The primary objectives of this prospective study are to examine the impact of high-intensity interval training compared to moderate-intensity continuous exercise training in adults with persistent or permanent atrial fibrillation on exercise capacity and quality of life.
Atrial fibrillation is the most common heart rhythm disorder. Significant disease and death rates are associated with atrial fibrillation because of stroke risk, the complications of medications, poor quality of life and reduced exercise tolerance. Many patients report they have a lower quality of life because of this condition, so finding new ways of helping patients manage and cope with this health problem may help a great number of people.
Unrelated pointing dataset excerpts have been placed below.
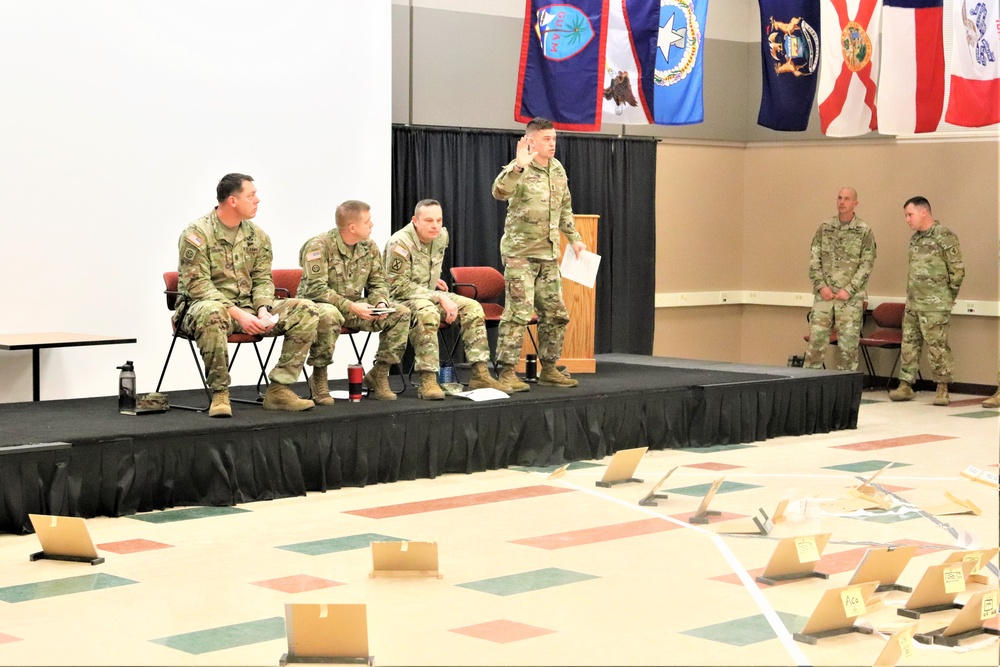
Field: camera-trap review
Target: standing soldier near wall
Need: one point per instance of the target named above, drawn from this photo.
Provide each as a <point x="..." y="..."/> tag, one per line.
<point x="841" y="259"/>
<point x="994" y="400"/>
<point x="935" y="276"/>
<point x="413" y="259"/>
<point x="539" y="206"/>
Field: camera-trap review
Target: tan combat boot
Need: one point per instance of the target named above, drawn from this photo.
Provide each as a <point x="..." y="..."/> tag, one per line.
<point x="993" y="401"/>
<point x="428" y="388"/>
<point x="377" y="381"/>
<point x="553" y="377"/>
<point x="509" y="378"/>
<point x="904" y="392"/>
<point x="481" y="379"/>
<point x="319" y="385"/>
<point x="220" y="404"/>
<point x="280" y="397"/>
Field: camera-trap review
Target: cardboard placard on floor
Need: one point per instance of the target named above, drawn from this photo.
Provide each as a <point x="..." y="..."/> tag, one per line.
<point x="884" y="565"/>
<point x="335" y="633"/>
<point x="933" y="592"/>
<point x="415" y="559"/>
<point x="64" y="538"/>
<point x="833" y="616"/>
<point x="622" y="466"/>
<point x="787" y="563"/>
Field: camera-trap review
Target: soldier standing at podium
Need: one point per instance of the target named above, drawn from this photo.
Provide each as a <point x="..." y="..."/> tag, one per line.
<point x="539" y="206"/>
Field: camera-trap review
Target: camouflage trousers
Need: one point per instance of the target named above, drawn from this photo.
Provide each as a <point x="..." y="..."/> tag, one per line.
<point x="929" y="327"/>
<point x="532" y="283"/>
<point x="846" y="316"/>
<point x="392" y="329"/>
<point x="209" y="323"/>
<point x="425" y="320"/>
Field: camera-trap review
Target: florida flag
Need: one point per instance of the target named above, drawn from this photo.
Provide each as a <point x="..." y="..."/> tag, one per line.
<point x="911" y="75"/>
<point x="849" y="66"/>
<point x="975" y="71"/>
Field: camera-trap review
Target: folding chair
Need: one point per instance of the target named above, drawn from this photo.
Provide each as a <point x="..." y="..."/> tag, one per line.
<point x="170" y="280"/>
<point x="486" y="285"/>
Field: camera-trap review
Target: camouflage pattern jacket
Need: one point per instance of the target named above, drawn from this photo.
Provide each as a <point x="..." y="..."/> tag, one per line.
<point x="936" y="270"/>
<point x="210" y="269"/>
<point x="842" y="256"/>
<point x="335" y="273"/>
<point x="539" y="206"/>
<point x="413" y="268"/>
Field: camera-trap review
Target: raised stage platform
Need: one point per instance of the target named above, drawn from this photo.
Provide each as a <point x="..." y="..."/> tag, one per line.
<point x="81" y="458"/>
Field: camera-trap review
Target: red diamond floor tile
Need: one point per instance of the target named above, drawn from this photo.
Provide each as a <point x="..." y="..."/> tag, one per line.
<point x="404" y="509"/>
<point x="133" y="546"/>
<point x="575" y="538"/>
<point x="298" y="583"/>
<point x="711" y="465"/>
<point x="502" y="631"/>
<point x="894" y="442"/>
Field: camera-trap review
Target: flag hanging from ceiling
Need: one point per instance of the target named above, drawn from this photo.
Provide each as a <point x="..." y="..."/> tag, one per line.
<point x="561" y="73"/>
<point x="911" y="73"/>
<point x="789" y="63"/>
<point x="629" y="61"/>
<point x="679" y="63"/>
<point x="849" y="71"/>
<point x="974" y="100"/>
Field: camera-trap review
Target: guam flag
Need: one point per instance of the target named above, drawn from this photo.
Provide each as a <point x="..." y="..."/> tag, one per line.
<point x="849" y="71"/>
<point x="789" y="63"/>
<point x="911" y="77"/>
<point x="974" y="100"/>
<point x="561" y="74"/>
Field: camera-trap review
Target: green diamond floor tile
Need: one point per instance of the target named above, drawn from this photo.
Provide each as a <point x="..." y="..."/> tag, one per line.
<point x="715" y="448"/>
<point x="336" y="544"/>
<point x="56" y="587"/>
<point x="746" y="631"/>
<point x="979" y="414"/>
<point x="865" y="466"/>
<point x="186" y="514"/>
<point x="576" y="465"/>
<point x="702" y="489"/>
<point x="227" y="636"/>
<point x="525" y="582"/>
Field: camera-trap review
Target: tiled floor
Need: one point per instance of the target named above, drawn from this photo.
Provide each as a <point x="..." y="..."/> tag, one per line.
<point x="533" y="569"/>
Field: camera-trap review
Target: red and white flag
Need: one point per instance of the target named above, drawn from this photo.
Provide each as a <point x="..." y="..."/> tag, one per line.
<point x="849" y="66"/>
<point x="911" y="74"/>
<point x="974" y="100"/>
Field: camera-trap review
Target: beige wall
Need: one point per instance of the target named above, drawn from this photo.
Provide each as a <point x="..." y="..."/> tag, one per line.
<point x="742" y="217"/>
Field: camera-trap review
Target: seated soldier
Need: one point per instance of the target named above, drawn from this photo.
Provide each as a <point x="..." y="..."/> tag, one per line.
<point x="225" y="282"/>
<point x="338" y="267"/>
<point x="413" y="259"/>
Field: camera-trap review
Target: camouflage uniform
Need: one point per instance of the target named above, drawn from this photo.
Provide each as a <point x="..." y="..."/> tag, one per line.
<point x="842" y="256"/>
<point x="539" y="206"/>
<point x="334" y="275"/>
<point x="935" y="275"/>
<point x="215" y="275"/>
<point x="413" y="269"/>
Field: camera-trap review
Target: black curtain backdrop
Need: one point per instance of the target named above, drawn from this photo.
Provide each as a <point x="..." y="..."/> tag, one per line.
<point x="612" y="177"/>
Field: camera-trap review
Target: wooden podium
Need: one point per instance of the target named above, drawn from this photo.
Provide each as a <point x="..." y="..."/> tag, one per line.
<point x="578" y="349"/>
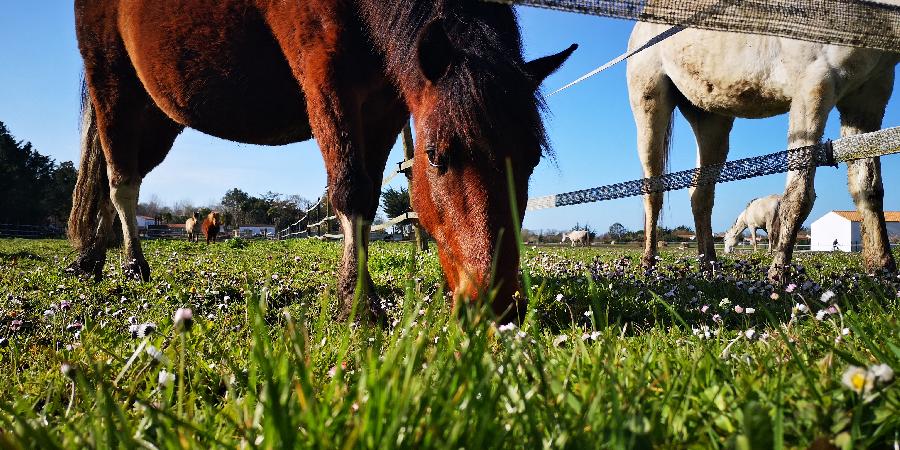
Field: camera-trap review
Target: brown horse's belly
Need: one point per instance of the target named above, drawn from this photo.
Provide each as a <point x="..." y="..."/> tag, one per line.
<point x="222" y="74"/>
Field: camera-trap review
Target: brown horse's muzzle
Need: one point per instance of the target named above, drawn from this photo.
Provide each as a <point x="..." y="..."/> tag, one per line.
<point x="469" y="215"/>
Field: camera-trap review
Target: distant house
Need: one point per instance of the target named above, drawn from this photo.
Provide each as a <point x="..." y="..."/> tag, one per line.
<point x="843" y="227"/>
<point x="144" y="222"/>
<point x="256" y="230"/>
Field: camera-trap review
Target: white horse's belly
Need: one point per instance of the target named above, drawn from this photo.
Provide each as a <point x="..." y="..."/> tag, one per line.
<point x="729" y="74"/>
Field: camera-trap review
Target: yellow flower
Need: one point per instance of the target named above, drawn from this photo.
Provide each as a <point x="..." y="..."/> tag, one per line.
<point x="857" y="380"/>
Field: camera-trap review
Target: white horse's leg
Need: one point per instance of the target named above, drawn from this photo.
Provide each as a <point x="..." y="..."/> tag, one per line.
<point x="711" y="131"/>
<point x="809" y="111"/>
<point x="862" y="113"/>
<point x="652" y="98"/>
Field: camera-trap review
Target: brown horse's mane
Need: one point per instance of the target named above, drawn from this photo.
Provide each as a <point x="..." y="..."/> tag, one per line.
<point x="487" y="90"/>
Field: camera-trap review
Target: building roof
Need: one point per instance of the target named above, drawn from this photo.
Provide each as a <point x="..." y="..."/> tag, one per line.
<point x="855" y="216"/>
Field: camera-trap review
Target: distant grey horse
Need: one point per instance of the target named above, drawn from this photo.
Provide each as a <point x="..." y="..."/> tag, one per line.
<point x="761" y="213"/>
<point x="713" y="77"/>
<point x="580" y="236"/>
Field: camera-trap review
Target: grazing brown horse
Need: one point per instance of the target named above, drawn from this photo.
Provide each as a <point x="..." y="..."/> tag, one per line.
<point x="212" y="224"/>
<point x="190" y="227"/>
<point x="350" y="73"/>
The management of atrial fibrillation is of great importance. Despite the presence of exercise intolerance, weight gain, and an associated decline in overall health and well-being in patients living with atrial fibrillation, recommended standard care does not currently include the prescription of exercise to address these significant health issues. Exercise training is a recognized form of treatment of persons with heart disease. An exercise program such as high-intensity interval training when compared to moderate-intensity continuous exercise training may provide a stronger training stimulus for exercise and clinical outcomes; may be more efficient and motivating; and, may help to improve adherence to exercise training in persistent or permanent atrial fibrillation patients. This has been shown in patients with coronary artery disease and heart failure.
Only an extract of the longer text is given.